Jan. 23 (Bloomberg) -- WellPoint Inc., the second-biggest U.S. health insurer, reported fourth-quarter profit that beat analyst estimates on lower-than-expected medical costs and an enrollment boost from its Amerigroup Corp. acquisition.

Earnings excluding a tax settlement and investment gains were $1.03 a share, nine cents higher than the average of 16 analyst estimates compiled by Bloomberg. Medical-plan membership increased to 36.1 million with last year’s $4.9 billion Amerigroup purchase, Indianapolis-based WellPoint said in a statement today.

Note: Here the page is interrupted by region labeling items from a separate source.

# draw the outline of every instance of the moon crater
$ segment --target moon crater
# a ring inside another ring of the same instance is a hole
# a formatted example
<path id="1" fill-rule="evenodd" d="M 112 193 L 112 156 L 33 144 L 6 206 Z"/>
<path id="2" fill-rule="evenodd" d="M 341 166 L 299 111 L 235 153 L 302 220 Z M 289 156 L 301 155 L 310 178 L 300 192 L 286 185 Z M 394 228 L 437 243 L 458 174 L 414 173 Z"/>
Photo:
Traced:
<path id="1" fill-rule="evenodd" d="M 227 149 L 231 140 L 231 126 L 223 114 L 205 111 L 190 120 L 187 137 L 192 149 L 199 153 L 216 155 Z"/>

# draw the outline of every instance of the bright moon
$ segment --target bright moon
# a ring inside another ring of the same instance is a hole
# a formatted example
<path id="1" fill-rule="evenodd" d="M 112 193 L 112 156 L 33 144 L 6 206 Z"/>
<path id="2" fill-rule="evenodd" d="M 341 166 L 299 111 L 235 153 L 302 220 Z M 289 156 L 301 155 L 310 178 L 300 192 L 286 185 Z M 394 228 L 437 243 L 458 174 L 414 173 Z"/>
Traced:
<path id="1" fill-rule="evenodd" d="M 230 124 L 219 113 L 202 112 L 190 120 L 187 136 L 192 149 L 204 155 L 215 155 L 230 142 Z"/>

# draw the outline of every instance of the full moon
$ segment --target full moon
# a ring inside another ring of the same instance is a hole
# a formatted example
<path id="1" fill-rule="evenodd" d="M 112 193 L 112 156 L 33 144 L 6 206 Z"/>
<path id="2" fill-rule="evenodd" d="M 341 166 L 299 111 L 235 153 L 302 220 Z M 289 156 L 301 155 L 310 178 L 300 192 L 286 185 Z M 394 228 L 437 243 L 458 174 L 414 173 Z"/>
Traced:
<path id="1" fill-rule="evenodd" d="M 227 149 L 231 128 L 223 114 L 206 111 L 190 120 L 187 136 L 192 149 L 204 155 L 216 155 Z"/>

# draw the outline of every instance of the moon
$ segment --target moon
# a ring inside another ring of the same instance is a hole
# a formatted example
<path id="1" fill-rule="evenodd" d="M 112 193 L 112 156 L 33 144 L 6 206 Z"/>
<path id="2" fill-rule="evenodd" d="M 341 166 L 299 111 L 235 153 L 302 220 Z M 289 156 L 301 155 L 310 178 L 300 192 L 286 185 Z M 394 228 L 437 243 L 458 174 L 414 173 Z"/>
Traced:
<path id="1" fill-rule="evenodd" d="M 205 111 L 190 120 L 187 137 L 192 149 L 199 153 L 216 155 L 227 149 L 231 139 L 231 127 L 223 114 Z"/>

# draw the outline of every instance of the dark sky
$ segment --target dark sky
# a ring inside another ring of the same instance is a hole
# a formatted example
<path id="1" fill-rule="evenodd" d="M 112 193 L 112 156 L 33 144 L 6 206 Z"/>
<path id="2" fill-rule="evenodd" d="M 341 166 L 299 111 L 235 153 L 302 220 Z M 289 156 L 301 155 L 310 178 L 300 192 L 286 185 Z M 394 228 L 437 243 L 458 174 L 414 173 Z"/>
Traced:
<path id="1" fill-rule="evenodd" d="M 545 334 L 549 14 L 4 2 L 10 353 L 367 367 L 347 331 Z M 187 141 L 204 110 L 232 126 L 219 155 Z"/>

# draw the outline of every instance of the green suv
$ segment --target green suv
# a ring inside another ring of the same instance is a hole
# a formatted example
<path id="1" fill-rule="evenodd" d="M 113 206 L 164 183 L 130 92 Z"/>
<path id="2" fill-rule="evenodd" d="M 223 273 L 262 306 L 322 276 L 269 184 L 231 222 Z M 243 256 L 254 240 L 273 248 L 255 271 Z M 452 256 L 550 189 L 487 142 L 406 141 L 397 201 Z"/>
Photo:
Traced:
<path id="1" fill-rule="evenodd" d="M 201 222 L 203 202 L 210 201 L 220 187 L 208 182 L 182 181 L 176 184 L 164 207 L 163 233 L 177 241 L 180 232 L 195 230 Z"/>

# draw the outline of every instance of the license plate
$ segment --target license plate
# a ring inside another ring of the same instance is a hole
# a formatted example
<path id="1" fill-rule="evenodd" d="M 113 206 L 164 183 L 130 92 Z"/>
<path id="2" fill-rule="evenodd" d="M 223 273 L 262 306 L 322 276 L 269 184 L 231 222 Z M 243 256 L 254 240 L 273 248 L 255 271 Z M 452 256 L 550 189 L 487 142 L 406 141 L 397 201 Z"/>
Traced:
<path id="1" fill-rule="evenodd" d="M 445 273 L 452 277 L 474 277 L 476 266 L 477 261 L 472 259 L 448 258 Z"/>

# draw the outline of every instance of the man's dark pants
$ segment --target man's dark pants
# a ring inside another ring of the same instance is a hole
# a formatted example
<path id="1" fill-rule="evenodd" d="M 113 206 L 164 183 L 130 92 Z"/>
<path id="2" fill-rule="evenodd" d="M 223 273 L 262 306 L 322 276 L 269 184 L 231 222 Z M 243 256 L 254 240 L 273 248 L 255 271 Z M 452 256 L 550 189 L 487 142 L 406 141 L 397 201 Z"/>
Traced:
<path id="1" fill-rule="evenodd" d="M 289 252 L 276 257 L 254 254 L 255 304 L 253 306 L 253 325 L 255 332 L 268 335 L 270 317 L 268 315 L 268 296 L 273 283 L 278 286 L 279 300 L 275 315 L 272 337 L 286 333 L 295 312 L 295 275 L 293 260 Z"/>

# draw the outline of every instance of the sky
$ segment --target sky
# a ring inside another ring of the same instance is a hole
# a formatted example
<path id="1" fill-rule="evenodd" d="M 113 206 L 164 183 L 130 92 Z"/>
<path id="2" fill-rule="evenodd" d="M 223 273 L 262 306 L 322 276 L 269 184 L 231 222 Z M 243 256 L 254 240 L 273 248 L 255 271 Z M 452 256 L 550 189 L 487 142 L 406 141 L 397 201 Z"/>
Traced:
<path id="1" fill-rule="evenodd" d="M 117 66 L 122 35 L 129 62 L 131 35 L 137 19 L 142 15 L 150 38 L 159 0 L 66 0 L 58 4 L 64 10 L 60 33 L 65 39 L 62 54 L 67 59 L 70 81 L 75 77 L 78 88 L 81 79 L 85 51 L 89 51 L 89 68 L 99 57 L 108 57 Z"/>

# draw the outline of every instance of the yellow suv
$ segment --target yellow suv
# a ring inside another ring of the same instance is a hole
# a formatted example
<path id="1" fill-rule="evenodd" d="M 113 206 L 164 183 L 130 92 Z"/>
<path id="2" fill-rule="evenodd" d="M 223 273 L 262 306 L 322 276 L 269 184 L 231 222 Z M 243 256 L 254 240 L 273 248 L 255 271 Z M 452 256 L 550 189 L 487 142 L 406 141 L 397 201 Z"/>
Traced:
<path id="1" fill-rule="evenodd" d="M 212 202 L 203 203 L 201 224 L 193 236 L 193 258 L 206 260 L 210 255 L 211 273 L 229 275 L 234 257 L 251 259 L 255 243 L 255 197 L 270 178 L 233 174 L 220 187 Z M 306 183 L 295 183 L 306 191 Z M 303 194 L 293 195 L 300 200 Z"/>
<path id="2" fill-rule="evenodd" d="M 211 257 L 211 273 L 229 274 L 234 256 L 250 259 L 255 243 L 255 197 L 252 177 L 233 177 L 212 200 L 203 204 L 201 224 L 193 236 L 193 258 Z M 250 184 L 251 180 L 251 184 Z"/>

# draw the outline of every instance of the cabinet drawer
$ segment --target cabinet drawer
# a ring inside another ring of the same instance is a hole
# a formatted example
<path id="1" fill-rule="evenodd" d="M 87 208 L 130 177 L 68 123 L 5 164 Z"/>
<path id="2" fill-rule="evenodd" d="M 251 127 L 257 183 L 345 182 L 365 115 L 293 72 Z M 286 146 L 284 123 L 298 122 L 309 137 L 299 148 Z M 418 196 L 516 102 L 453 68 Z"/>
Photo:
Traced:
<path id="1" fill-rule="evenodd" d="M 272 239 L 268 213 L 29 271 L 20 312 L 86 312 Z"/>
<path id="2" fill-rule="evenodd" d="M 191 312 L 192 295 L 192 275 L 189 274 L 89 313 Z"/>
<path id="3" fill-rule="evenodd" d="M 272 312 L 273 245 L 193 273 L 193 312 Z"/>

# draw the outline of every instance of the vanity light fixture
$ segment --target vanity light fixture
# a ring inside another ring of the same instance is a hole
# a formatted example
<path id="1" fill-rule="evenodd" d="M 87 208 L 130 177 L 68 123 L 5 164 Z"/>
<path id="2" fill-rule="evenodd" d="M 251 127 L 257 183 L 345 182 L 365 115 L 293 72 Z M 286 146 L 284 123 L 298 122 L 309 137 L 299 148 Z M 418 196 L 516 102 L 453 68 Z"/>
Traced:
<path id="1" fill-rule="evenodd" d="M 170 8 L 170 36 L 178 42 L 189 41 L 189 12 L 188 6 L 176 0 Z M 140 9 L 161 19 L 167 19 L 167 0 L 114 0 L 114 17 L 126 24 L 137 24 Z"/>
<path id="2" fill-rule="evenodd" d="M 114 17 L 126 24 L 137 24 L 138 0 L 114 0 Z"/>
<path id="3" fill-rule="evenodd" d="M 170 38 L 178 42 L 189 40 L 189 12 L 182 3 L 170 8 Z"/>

WellPoint forecast 2013 profit will rise to at least $7.60 a share, less than the average analyst estimate of $7.93. The company is being cautious in its outlook while searching for a new chief executive officer, said Chris Rigg, a Susquehanna Financial Group analyst in New York.

“It’s rational to offer a conservative outlook,” Rigg said in a phone interview. “You wouldn’t want to back the new CEO, whoever she or he may be, into the corner.”

WellPoint is seeking a new leader to replace former CEO Angela Braly, who resigned in August amid complaints about the company’s performance. Interim CEO John Cannon repeated on a conference call today that the search is expected to be completed by the end of this quarter. He declined to say more about the topic.

WellPoint rose 1.6 percent to $64.83 at the close of New York trading. The shares have fallen 8.9 percent in the past year.

President’s Overhaul

The 2013 forecast reflects “uncertainties” that include a flu outbreak, U.S. budget negotiations and implementation of President Barack Obama’s health-care overhaul, said Kristin Binns, a WellPoint spokeswoman, in an e-mail. It also includes integration costs for the Amerigroup purchase.

“Certainly, our intention is to grow and we are positioning the company to do that,” Cannon said on the call. He said it would be “premature to project” when asked about 2014 earnings.

Fourth-quarter net income surged 38 percent to $464.2 million, or $1.51 a share, from $335.3 million, or 96 cents, a year earlier, according to WellPoint’s statement. Revenue climbed to $15.3 billion from $15.2 billion a year earlier.

The results were buoyed by WellPoint’s purchase last month of Amerigroup, the largest insurer specializing in government-sponsored Medicaid plans for the poor. Adding Amerigroup’s 2.7 million members, total enrollment increased about 5 percent.

Medical costs for WellPoint’s employer-sponsored plans also came in below expectations, helping earnings. That followed a Jan. 17 report by Minnetonka, Minnesota-based UnitedHealth Group Inc., the largest U.S. medical insurer, that Americans hadn’t used medical services as much as expected last year.

“In terms of an uptick in utilization, we haven’t seen that at all,” Thomas Carroll, a Stifel Nicolaus & Co. analyst in Baltimore, said in a telephone interview before the announcement.